My husband bought an alien green suv so he wouldn’t have to remember when he parked.
You can’t scare me, I grew up on ‘80s horror movies and still took a job as a camp counselor on a lake.
[at Subway]
Them: What kind of cheese?
Me: Surprise me.[at home]
Netflix: 🔀 Surprise Me?
Me: Not Today Satan.
Please don’t ruin it for me by saying, “You don’t know where that’s been,” when I find something cool on the ground.

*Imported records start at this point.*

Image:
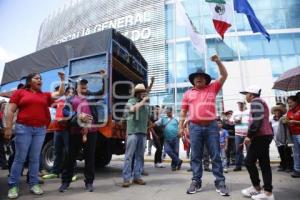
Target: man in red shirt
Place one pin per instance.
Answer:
(199, 102)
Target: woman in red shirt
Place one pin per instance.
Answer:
(32, 120)
(293, 121)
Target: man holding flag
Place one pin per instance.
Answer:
(199, 102)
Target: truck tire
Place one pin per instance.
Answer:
(48, 155)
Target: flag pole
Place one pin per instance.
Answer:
(238, 48)
(203, 34)
(174, 59)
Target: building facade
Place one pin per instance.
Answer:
(151, 24)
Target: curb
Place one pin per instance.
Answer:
(184, 160)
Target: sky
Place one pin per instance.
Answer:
(20, 21)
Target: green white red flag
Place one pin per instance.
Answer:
(221, 14)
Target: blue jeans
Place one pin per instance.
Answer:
(135, 147)
(223, 158)
(296, 153)
(172, 149)
(209, 135)
(239, 147)
(28, 141)
(61, 143)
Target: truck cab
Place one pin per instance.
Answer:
(83, 58)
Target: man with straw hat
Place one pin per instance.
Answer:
(200, 103)
(259, 137)
(137, 123)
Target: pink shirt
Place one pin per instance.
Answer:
(200, 103)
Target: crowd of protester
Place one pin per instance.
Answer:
(237, 138)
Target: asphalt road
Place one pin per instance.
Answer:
(162, 184)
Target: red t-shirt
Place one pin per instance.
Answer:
(59, 124)
(294, 114)
(33, 107)
(201, 103)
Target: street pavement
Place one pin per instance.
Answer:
(162, 184)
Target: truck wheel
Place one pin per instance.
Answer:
(48, 155)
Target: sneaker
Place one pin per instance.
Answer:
(64, 187)
(126, 184)
(179, 165)
(237, 169)
(295, 174)
(194, 187)
(281, 169)
(36, 189)
(50, 176)
(89, 187)
(207, 169)
(74, 178)
(262, 196)
(250, 191)
(223, 190)
(144, 173)
(139, 182)
(13, 193)
(159, 165)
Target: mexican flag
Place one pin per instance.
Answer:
(222, 15)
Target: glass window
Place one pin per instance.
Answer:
(276, 65)
(192, 9)
(242, 23)
(251, 46)
(289, 62)
(170, 52)
(182, 74)
(181, 52)
(271, 48)
(192, 53)
(170, 34)
(286, 44)
(297, 42)
(208, 25)
(293, 16)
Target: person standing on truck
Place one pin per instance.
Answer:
(30, 129)
(138, 115)
(61, 135)
(82, 134)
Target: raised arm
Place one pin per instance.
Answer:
(148, 89)
(222, 69)
(103, 76)
(61, 89)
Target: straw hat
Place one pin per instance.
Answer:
(280, 108)
(200, 72)
(139, 88)
(228, 112)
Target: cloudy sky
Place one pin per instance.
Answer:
(19, 26)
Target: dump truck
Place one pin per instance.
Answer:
(81, 58)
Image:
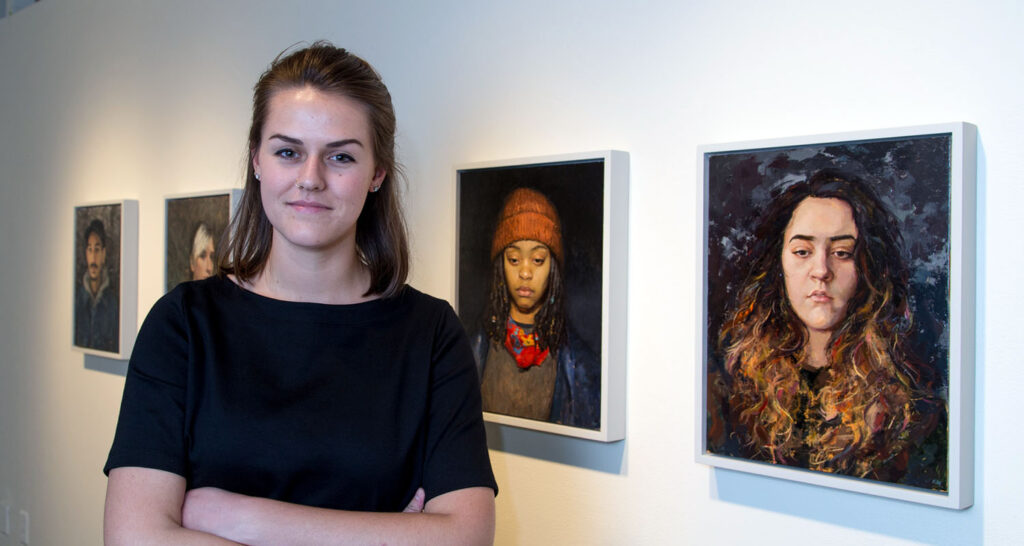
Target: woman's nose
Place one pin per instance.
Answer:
(310, 177)
(820, 268)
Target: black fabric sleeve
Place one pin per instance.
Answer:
(151, 426)
(457, 446)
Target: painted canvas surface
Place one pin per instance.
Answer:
(96, 278)
(860, 388)
(195, 225)
(529, 287)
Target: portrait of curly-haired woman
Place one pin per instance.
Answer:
(826, 352)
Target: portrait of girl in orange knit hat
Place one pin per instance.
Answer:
(529, 289)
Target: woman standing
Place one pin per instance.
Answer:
(304, 391)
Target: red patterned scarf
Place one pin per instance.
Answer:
(523, 345)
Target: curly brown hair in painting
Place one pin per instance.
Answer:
(865, 410)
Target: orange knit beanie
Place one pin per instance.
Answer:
(527, 215)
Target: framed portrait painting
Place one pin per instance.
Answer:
(541, 288)
(837, 338)
(195, 225)
(105, 279)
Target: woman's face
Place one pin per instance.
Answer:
(315, 163)
(527, 264)
(202, 263)
(817, 261)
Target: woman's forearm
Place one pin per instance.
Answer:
(143, 506)
(464, 516)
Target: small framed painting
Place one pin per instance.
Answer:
(541, 288)
(196, 223)
(105, 279)
(837, 337)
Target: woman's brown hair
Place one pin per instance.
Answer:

Home is where the h…ell did I put my car keys?
My son texted me that he’d forgotten his favorite beer mug and asked if I’d email it to him. Naturally, I knew he meant to say mail, but don’t think for a second that stopped me from emailing him a picture of said mug.
I’m just a girl reading the news in KYIV like “Kentucky four.”
Meanwhile in Heaven…
Steve Jobs: [demonstrating device] You can listen to hymns, download prayers, create prayerlists, and manage your souls. I call it the iGod.
“We’ve got to stop meeting like this,” I say to the neighbor’s cute golden retriever after climbing the fence to pet him.
My husband bought an alien green suv so he wouldn’t have to remember where he parked.
I don’t have an alarm clock, unless you count my dog’s bladder.
I lost a contact at the gym and while I was searching for it people started gathering around and long story short I teach yoga now.
Contactless food delivery be like, what if ding dong ditch had a happy ending?
Oh, you hate leftovers? Maybe you should’ve thought of that last night when I cooked a big meal and you were “not that hungry.”
[small-town McDonald’s cashier holds bill up to light, studies it]
Me: You get a lot of counterfeit fives around here?